- The Washington Times - Tuesday, September 25, 2001

JERUSALEM The long lines that have formed outside gas-mask distribution centers in Israel over the past few days reflect a widespread feeling that while the U.S. retaliation for the Sept. 11 attacks may begin in Afghanistan, it will eventually reach Iraq.

If that indeed happens, the expectation is that Iraqi leader Saddam Hussein may, if threatened, attempt to take Israel with him before he falls.

Iraq fired 39 Scud missiles at Israel during the 1991 Gulf war and it is believed to still have 10 to 20 missiles hidden. This time, it is feared, Saddam may attempt to use chemical or biological warheads instead of high explosives. Israel did not respond to the Scuds in 1991 at Washington's request.

Israeli military sources say that Israel is better positioned to forestall such attacks than it was a decade ago. An Israeli spy satellite is now aloft in the skies of the Middle East, keeping a diligent eye on Iraq. Other means of intelligence are also in place.

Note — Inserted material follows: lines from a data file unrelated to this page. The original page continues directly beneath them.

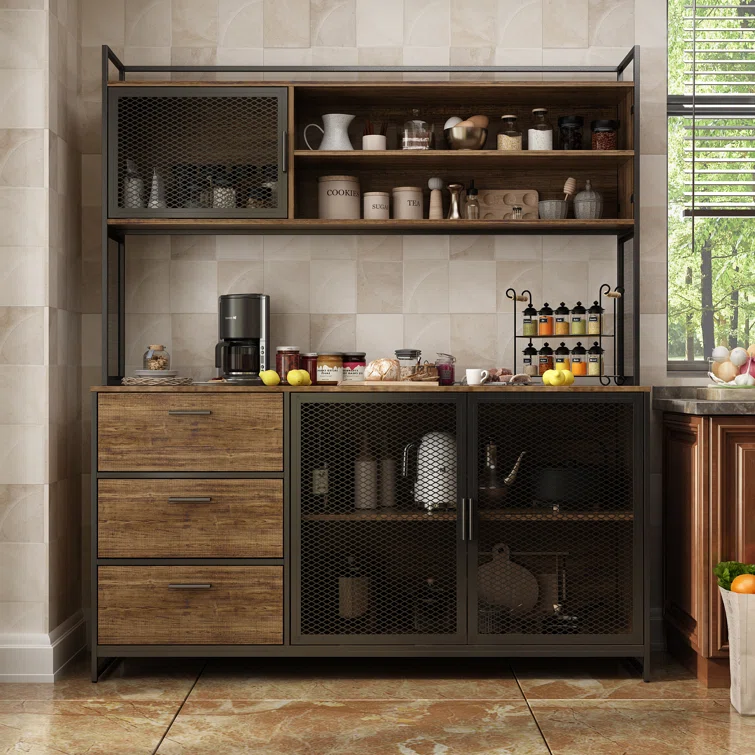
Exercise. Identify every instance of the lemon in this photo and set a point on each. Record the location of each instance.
(269, 377)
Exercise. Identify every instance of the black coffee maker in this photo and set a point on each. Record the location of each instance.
(244, 333)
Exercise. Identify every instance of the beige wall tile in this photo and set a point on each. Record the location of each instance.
(240, 23)
(286, 23)
(333, 23)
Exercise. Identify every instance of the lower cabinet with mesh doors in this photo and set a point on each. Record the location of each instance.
(462, 522)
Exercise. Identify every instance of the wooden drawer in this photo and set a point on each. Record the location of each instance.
(190, 432)
(157, 605)
(190, 519)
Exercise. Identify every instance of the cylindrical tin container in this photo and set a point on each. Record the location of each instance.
(339, 198)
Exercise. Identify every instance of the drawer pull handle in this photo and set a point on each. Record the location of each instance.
(190, 586)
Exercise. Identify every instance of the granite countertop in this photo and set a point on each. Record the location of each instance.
(702, 401)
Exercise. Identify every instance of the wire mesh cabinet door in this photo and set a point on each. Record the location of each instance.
(378, 555)
(197, 152)
(556, 554)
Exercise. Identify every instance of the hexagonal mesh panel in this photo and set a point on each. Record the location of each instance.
(203, 155)
(378, 549)
(555, 540)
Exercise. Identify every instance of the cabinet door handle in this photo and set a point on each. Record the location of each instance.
(190, 586)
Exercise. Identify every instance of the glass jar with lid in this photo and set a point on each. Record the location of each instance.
(530, 361)
(540, 133)
(509, 137)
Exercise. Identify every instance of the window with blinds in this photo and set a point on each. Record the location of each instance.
(711, 142)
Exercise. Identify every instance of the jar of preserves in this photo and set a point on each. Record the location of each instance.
(286, 359)
(530, 361)
(561, 358)
(562, 320)
(579, 360)
(578, 323)
(545, 359)
(595, 319)
(329, 367)
(570, 131)
(353, 366)
(529, 321)
(545, 321)
(605, 134)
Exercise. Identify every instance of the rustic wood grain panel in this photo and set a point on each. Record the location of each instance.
(242, 519)
(243, 606)
(138, 433)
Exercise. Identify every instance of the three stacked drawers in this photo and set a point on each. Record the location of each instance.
(189, 512)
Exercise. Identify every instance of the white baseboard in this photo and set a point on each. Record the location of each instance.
(41, 657)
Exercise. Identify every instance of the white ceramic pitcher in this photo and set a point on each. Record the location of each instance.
(335, 134)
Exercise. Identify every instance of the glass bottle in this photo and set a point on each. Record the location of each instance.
(562, 320)
(545, 358)
(578, 325)
(540, 134)
(529, 360)
(472, 206)
(509, 137)
(545, 321)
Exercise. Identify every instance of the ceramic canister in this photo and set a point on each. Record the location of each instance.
(377, 205)
(407, 203)
(339, 198)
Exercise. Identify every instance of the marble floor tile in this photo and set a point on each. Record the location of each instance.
(644, 727)
(342, 679)
(416, 727)
(561, 679)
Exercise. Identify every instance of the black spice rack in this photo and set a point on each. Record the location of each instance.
(605, 291)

Israel's modern air fleet and its special forces have improved their capability of reaching Iraqi launch sites since the Gulf war. Israel's Arrow anti-missile system is now operational, as are several Patriot anti-missile batteries acquired from the United States. Patriots proved unable to interdict missiles in the Gulf war, but an improved version, now in place, is said to be effective.

Despite all these safeguards, Israel and the United States would prefer to forestall an Iraqi attack in the event of a showdown, which is why Israel is more likely to insist on striking first if it feels threatened this time.

Osama bin Laden has also targeted Israel, say Israeli officials, although his organization has not yet carried out operations in the country. Last year, Israeli authorities arrested a Palestinian in the Gaza Strip who, they said, had returned from Pakistan with a mission from bin Laden's organization to set up a network in the Palestinian territories.

Israelis generally understand Washington's desire to keep their country out of the coalition, as it did during the Gulf war, in order not to undermine efforts to recruit Muslim nations to the anti-terror cause. Behind the scenes, Israel will continue to provide intelligence.

The irony of being kept out of the coalition while states that harbor terrorist organizations, like Syria and perhaps the Palestinian Authority as well are invited in is not lost on Israel.

A senior aide to Foreign Minister Shimon Peres, Avi Gil, is reported to have commented on it to a senior Palestinian official last week. Washington has demanded that the Palestinian Authority make "a 100 percent effort" to curb terror while Israel, which has insisted on "100 percent results," says that the authority is in fact encouraging terror.

Noting that the authority might nevertheless be invited to join the coalition, Mr. Gil said in jest, "Maybe you can put in a good word for us with the Americans." The Palestinian, likewise appreciating the irony of the situation, said, "We'll make a 100 percent effort."